Unit Propagation - Moving from reStructuredText and docutils to Markdown and pandoc

In the second half of 2024, I got an itch to start a blog again. By now, I’m old enough to realize this is a 3-5 yearly cycle, so there’s not much use resisting it. “Who knows,” I thought back then, “maybe this time it will stick!”

When writing for personal interest, there is one topic that I try to stay away from as much as possible. For one, this topic is only interesting to a small handful of people. It also sucks up large amounts of time easily, because it’s both fun to write and a complicated fractal that can be explored endlessly.

This thing I avoid is, you might’ve guessed it already, the meta blog post. That is, a blog post about writing for and maintaining the blog on which the post will be posted.

As it is now exactly a year since I published my first blog post for this site, I decided to indulge myself, and allow myself to write a meta blog post about this topic.

When I created this site in 2024, static site generators (SSGs) were, and still are, all the hype, and I was in the market for a plaintext system to build my own SSG with. A few months earlier Hillel Wayne had written a blog post praising RestructuredText (rST).¹ It also has a semi-formal specification, which, being a formal methods researcher, attracted me like a moth to a flame. Finally, for a previous blog I had also used rST to write posts, so in a way it felt somewhat familiar.

Unfortunately, after using rST and docutils, a library for piecemeal processing of rST, I concluded the experience is not as pleasant as I’d hoped.

The main takeaway is that, if you want a zero-hassle setup, with basic good-looking outputs for little effort, it’s hard to beat MD+pandoc. However, if you have some ideas about what the output should look like, and have time to invest in getting things right, I’d wholeheartedly recommend rST+docutils. You’ll get more bang for your buck there in the long term. Or, as another alternative, if you don’t mind a more opinionated tool that takes more control of your workflow, or want something that has more features to offer, Sphinx is also a good candidate.

To know all the gory details of how I came to these conclusions, read on! I’ll cover how I ended up choosing rST, the problems I ran into while using rST+docutils for my SSG, and what I expect to gain by moving to MD+pandoc.

How I ended up choosing rST

I remember using rST for my previous blog (web archive link). I was only using it because it happened to be the default input format of Nikola, so I experienced it more from an end-user perspective.² Generally, I liked rST! I had some experience with Markdown (MD), so rST wasn’t too strange. I do remember having a hard time remembering the proper rST syntax for things, and looking them up a lot.

With this experience in the back of my mind, I encountered Hillel’ blog post, and was immediately convinced. To summarize, these were the primary reasons.

Extensible syntax

RestructuredText has two pieces of syntax designed to be customized by users: directives and interpreted text roles (also called just roles). Directives are blocks of text that look something like this (example from the rST docs):

.. figure:: larch.png
   :scale: 50

   The larch.

In this example, figure is not a keyword built into the rST language, but just one instance of this reusable block syntax. By replacing figure with a keyword of your choice, you can change the meaning of the block into something specific to your use case. Maybe you want some kind of media block? Or an interactive quiz block?

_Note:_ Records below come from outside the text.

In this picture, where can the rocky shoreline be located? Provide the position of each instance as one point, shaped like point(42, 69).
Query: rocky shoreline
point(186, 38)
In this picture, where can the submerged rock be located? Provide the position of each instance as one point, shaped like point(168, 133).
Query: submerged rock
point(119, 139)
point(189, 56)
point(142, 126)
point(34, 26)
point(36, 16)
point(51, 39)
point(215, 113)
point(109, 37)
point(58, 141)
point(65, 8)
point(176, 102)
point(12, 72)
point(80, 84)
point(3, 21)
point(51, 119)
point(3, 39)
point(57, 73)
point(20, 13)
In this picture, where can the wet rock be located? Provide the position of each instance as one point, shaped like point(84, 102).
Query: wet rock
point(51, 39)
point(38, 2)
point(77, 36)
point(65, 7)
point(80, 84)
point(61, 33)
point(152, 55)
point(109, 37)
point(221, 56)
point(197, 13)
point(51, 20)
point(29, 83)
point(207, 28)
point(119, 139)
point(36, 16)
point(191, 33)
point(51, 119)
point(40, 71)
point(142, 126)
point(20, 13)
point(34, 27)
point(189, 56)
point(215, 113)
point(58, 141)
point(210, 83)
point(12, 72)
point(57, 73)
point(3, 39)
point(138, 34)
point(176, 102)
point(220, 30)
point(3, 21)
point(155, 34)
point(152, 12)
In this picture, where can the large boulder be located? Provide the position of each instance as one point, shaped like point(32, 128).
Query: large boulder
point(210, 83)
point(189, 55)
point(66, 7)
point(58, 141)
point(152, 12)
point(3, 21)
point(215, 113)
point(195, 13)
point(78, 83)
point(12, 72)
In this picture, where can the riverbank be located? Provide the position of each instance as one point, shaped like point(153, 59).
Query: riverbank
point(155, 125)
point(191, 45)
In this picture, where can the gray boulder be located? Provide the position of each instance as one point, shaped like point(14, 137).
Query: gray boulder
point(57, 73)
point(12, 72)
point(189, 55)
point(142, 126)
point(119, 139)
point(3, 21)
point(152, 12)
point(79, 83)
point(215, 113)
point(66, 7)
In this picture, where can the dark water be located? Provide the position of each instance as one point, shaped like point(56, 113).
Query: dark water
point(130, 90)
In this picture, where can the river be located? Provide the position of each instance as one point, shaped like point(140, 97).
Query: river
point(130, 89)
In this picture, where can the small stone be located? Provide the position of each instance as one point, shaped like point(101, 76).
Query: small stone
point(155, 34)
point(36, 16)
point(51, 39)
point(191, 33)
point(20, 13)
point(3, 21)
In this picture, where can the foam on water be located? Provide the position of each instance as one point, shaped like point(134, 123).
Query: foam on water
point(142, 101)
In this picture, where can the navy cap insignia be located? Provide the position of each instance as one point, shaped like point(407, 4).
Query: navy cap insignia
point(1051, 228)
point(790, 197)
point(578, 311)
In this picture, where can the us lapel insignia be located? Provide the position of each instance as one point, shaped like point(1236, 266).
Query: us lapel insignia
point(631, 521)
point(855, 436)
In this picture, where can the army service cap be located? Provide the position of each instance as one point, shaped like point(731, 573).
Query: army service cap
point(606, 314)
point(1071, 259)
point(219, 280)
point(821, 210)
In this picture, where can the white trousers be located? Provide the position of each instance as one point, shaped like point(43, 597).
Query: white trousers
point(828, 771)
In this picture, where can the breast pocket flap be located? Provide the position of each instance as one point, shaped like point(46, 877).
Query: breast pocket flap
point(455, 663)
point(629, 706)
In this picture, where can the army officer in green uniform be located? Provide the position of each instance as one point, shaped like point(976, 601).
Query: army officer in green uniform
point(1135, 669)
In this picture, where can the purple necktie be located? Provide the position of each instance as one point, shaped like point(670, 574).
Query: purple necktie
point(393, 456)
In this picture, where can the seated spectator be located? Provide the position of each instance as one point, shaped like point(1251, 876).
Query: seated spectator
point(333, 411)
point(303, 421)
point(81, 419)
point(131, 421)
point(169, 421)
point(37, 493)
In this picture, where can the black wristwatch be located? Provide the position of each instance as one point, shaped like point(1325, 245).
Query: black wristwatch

The other customizable element are roles. These are intended for inline text, and look like this (example from the rST docs):

See :RFC:`2822` for more info.

Here, the customizable keyword is RFC, and the text for the inline element is between the backticks.

In my opinion, there’s just enough structure in these syntaxes to be useful for a wide spectrum of use cases, without being overly verbose. When I first found out about this, I immediately realized this is a killer feature, as it offers a clear next step for when you want to start using more annotations in your documents. Possibly you could even go in a semantic direction. It’s unfortunate that the MD community has not settled on a standard syntax for a custom inline and block element.

Precise design

RestructuredText made the immediate impression on me that effort has been put into making the design at least somewhat precise. The reference spec for rST is precise, providing a solid starting point for implementors, or at least a clear description that would allow a developer to ask useful questions about ambiguities. Part of rST is the docutils document model, which is essentially an XML-like notation to describe rST documents without ambiguity. I have used this with succes to reliably inspect and debug rST documents.

The docutils library

Docutils, is, as far as I know, the main library around to process rST in python. To me, its major selling point is that it allows adding customizable syntaxes. It achieves this by having a read-transform-write architecture, which makes it clear where I need to add code if I want to e.g. transform custom elements into HTML, or would ever want to consider another output format

I also like that docutils supports adding customizable syntaxes at run-time. This means I can just hook up my handlers before calling docutils, instead of having to fork docutils and put my custom handlers into the sources of docutils.

There’s one obvious other choice in the rST space, which is Sphinx. You might know it as the standard documentation generator for Python. While Sphinx is a powerful and featureful tool, I still went with docutils. This is because Sphinx seemed to be more like a foundation to build upon, compared to the small and effective component I was looking for to drop into my SSG design. This is reinfored by the fact that Sphinx actually uses docutils, too.

Maybe all my problems stem from this one decision to use docutils and not Sphinx! I certainly don’t exclude the possibility. Maybe in a next documentation-related project I’ll consider Sphinx more seriously, but for this project, docutils just seemed like the better fit.

Annoyances I ran into

Documentation quantity

Documentation of docutils felt a bit chaotic. There’s one site that has some API docs available. While useful, it feels a bit like an afterthought. It’s not as helpful as it could be to someone who wants to use docutils in a standalone manner.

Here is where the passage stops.